CAIRO (AP) — Egypt on Tuesday put on a show of support for Crown Prince Mohammed bin Salman, doing its part as an ally and recipient of Riyadh’s largesse to help the young royal weather…
CAIRO (AP) — Egypt on Tuesday put on a show of support for Crown Prince Mohammed bin Salman, doing its part as an ally and recipient of Riyadh’s largesse to help the young royal weather the international outrage he faces over the killing and dismembering of Saudi journalist Jamal Khashoggi.
President Abdel-Fattah el-Sissi has made close ties with oil-rich Saudi Arabia a cornerstone of his foreign policy, a choice that has won Egypt billions of dollars in aid and investment since he took office a year after leading the military’s 2013 ouster of an elected but divisive Islamist president.
Last year Egypt approved a maritime border pact that gave Saudi Arabia two strategic islands at the mouth of the Red Sea’s Gulf of Aqaba, ignoring vociferous opposition and a court ruling that outlawed the handover.
El-Sissi made a point of welcoming and seeing off the prince at Cairo airport, and official statements spoke of Egypt as the prince’s “second home.”
Dozens of people waving Egyptian and Saudi flags lined a stretch of the road used by the prince on his way from his Nile-side hotel to the presidential palace in what appeared to be an organized show of affection.
Egypt did not, however, project the Saudi flag on the Giza pyramids, as shown in a doctored photograph that was widely shared on social media.
Prince Mohammed arrived in Cairo late Monday as part of his first foreign tour since a team of Saudi agents killed Khashoggi in the kingdom’s Istanbul consulate on Oct. 2. Khashoggi was a contributor to the Washington Post whose columns were critical of the prince’s policies.
Prince Mohammed came to Egypt after visiting the United Arab Emirates and Bahrain, two of Riyadh’s closest allies.

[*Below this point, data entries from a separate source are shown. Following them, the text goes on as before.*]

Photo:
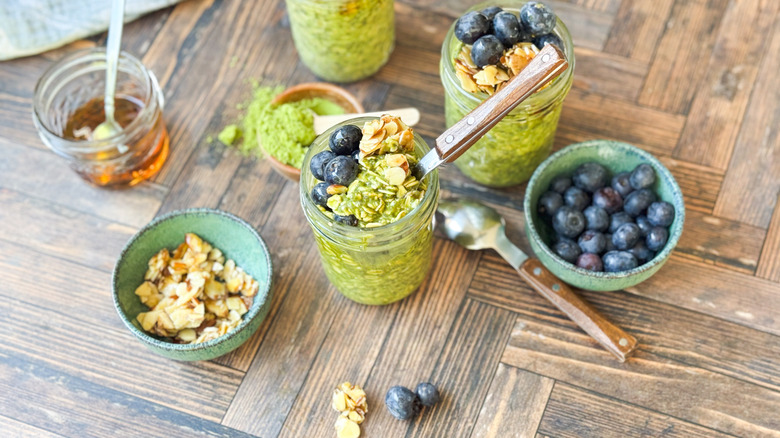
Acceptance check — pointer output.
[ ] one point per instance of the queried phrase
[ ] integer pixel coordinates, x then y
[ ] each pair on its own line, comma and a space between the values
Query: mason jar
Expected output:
70, 95
507, 154
378, 265
343, 40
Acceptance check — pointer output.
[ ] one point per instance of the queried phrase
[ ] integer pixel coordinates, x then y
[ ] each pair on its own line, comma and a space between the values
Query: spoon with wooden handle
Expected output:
477, 226
546, 66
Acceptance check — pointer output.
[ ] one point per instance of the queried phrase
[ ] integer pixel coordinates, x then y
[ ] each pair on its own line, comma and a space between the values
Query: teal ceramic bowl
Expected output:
617, 157
234, 237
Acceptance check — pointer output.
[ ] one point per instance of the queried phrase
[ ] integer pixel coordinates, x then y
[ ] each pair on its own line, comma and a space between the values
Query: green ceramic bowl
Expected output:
234, 237
617, 157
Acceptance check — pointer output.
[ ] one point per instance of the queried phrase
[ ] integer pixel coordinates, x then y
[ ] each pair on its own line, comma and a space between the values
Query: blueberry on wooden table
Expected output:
568, 222
538, 18
657, 237
319, 194
567, 249
402, 403
487, 51
549, 203
590, 261
596, 218
318, 162
427, 393
608, 199
660, 213
345, 140
637, 202
341, 170
618, 219
621, 184
471, 27
592, 241
590, 177
560, 183
506, 28
642, 177
617, 261
576, 198
626, 236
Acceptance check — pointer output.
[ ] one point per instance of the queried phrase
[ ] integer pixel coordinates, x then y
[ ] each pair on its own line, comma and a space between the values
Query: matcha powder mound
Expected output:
284, 131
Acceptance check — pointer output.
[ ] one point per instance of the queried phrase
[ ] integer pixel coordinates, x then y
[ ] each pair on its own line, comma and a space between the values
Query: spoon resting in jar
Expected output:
476, 226
547, 65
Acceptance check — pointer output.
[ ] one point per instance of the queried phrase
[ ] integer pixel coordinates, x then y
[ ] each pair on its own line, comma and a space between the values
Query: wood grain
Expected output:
514, 404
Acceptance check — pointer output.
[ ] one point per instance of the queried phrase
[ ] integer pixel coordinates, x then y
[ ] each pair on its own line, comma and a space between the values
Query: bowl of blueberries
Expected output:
603, 215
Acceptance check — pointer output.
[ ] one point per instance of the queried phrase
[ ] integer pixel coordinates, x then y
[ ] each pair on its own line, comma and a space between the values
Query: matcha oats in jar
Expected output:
372, 219
485, 48
342, 40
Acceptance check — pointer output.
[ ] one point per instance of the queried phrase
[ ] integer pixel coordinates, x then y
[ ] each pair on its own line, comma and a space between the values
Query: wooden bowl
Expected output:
616, 157
309, 90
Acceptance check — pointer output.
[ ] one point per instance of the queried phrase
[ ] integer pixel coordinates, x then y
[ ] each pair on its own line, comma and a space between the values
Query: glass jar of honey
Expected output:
68, 106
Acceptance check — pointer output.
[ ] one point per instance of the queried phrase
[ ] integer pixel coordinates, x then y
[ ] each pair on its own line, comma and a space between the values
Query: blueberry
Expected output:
657, 238
506, 28
616, 261
319, 194
402, 403
560, 183
567, 249
568, 222
491, 12
341, 170
660, 213
618, 219
346, 220
538, 18
427, 393
549, 202
642, 177
590, 261
471, 26
550, 38
592, 241
487, 51
608, 199
644, 225
576, 198
318, 163
621, 184
610, 246
641, 253
596, 218
345, 140
637, 202
626, 236
590, 176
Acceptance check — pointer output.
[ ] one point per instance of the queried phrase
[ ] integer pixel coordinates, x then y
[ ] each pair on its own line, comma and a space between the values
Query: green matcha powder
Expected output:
283, 131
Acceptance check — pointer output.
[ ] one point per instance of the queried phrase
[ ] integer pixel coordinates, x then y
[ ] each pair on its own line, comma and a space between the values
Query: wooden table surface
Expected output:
693, 82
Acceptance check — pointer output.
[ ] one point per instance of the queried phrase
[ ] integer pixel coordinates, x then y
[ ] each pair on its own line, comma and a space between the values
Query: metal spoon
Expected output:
477, 226
110, 127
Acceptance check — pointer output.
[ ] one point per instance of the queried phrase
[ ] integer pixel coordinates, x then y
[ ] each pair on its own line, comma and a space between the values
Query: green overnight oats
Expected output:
376, 236
343, 40
508, 154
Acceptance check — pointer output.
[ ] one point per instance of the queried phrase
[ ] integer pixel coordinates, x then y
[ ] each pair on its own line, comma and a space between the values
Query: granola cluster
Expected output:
492, 78
193, 294
350, 401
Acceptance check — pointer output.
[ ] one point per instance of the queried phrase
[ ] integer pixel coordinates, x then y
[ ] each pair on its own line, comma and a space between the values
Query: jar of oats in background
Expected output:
68, 106
507, 154
343, 40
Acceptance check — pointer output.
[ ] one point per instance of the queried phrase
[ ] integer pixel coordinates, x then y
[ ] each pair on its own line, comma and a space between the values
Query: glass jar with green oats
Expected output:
374, 265
507, 154
343, 40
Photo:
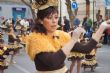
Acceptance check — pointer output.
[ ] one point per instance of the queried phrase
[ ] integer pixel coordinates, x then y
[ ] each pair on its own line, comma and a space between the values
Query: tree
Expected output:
88, 7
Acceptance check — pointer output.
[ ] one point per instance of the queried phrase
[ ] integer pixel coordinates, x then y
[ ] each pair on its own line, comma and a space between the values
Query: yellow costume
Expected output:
37, 42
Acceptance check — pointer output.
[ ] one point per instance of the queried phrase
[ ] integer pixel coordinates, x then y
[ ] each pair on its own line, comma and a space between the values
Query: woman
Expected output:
76, 57
48, 47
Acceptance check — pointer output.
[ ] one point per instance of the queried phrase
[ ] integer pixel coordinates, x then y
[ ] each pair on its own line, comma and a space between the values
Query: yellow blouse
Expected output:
37, 42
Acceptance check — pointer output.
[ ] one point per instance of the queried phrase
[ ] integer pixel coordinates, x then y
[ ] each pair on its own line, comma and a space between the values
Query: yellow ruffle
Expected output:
37, 42
76, 54
92, 62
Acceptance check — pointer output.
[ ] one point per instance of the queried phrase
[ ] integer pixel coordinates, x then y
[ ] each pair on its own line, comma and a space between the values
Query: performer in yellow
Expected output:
49, 47
76, 57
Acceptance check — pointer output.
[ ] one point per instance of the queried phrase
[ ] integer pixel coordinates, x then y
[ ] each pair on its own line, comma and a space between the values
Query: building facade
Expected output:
12, 9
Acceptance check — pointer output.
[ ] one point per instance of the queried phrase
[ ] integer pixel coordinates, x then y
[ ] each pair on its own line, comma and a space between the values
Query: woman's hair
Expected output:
41, 14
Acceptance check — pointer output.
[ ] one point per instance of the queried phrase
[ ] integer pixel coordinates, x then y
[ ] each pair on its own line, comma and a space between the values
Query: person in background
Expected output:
76, 57
66, 26
49, 47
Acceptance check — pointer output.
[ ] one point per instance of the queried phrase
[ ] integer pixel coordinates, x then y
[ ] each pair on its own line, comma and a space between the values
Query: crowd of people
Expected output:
49, 47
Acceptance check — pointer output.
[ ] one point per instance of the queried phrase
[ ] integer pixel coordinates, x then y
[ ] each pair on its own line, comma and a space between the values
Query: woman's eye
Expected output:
49, 17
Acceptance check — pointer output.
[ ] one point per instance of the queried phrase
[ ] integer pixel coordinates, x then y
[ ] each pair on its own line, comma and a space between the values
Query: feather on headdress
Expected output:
43, 4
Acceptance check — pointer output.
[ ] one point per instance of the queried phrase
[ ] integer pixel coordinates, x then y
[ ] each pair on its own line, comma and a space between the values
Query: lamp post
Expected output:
60, 18
93, 9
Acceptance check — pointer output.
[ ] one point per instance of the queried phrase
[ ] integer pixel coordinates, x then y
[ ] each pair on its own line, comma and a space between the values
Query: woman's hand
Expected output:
77, 32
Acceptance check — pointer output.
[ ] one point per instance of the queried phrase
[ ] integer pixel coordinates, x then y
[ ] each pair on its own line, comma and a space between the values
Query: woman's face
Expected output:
51, 22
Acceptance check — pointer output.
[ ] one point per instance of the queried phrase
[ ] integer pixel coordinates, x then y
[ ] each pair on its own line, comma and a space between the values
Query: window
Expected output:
0, 8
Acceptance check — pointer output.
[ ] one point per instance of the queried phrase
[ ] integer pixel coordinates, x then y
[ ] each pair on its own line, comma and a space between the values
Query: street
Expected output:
25, 65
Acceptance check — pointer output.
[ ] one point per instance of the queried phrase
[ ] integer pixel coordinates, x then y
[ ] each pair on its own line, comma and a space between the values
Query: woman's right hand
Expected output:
77, 32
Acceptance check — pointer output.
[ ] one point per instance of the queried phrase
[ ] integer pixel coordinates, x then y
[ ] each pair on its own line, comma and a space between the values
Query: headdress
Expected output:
43, 4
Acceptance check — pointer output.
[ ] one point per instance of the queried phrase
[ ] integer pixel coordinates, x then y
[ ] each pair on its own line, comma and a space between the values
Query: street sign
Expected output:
74, 5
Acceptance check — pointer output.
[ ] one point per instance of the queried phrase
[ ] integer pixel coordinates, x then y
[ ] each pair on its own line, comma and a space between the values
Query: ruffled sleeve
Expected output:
36, 44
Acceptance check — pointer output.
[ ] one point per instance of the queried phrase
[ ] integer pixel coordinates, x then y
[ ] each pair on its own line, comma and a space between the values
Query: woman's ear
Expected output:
40, 21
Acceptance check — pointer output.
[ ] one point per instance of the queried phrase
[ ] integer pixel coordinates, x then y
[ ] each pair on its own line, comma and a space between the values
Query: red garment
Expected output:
108, 31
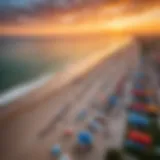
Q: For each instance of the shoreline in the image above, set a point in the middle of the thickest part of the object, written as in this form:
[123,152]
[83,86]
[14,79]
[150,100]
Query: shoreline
[63,78]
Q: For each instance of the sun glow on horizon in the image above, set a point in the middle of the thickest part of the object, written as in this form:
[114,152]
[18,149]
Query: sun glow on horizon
[102,20]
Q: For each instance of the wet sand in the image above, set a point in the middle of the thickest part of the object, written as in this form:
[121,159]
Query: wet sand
[29,134]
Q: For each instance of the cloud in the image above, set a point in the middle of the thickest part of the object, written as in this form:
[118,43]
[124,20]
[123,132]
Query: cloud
[13,11]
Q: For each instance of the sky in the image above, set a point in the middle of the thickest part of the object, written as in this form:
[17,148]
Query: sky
[45,17]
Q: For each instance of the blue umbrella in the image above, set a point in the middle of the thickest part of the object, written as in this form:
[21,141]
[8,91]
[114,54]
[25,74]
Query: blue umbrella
[134,145]
[85,138]
[137,119]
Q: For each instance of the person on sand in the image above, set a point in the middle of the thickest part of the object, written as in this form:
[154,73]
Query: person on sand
[113,154]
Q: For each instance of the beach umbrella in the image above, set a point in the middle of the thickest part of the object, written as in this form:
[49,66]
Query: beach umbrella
[56,150]
[112,100]
[135,145]
[85,138]
[136,119]
[140,137]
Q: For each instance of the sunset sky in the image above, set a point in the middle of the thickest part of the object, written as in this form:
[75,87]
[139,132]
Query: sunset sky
[54,17]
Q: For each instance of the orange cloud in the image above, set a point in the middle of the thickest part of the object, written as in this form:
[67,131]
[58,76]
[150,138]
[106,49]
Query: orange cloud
[105,19]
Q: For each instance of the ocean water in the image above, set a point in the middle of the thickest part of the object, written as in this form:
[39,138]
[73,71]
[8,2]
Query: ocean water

He traveled on to Tunisia, where hundreds protested his visit, and is planning to attend a Group of 20 summit in Argentina later this week.
El-Sissi has said little about the Khashoggi case, aside from expressing support for the Saudi government and criticizing the “negative role” played by the media. Saudi authorities insisted for weeks that Khashoggi had safely left the consulate, and only acknowledged the killing after Turkish media revealed extensive details about the operation.
There were no protests against the crown prince’s visit in Egypt, which has outlawed unauthorized demonstrations as part of an unprecedented crackdown on dissent. But some Egyptian activists criticized the Saudi royal’s warm reception on social media, and dozens of journalists posted a statement decrying the visit.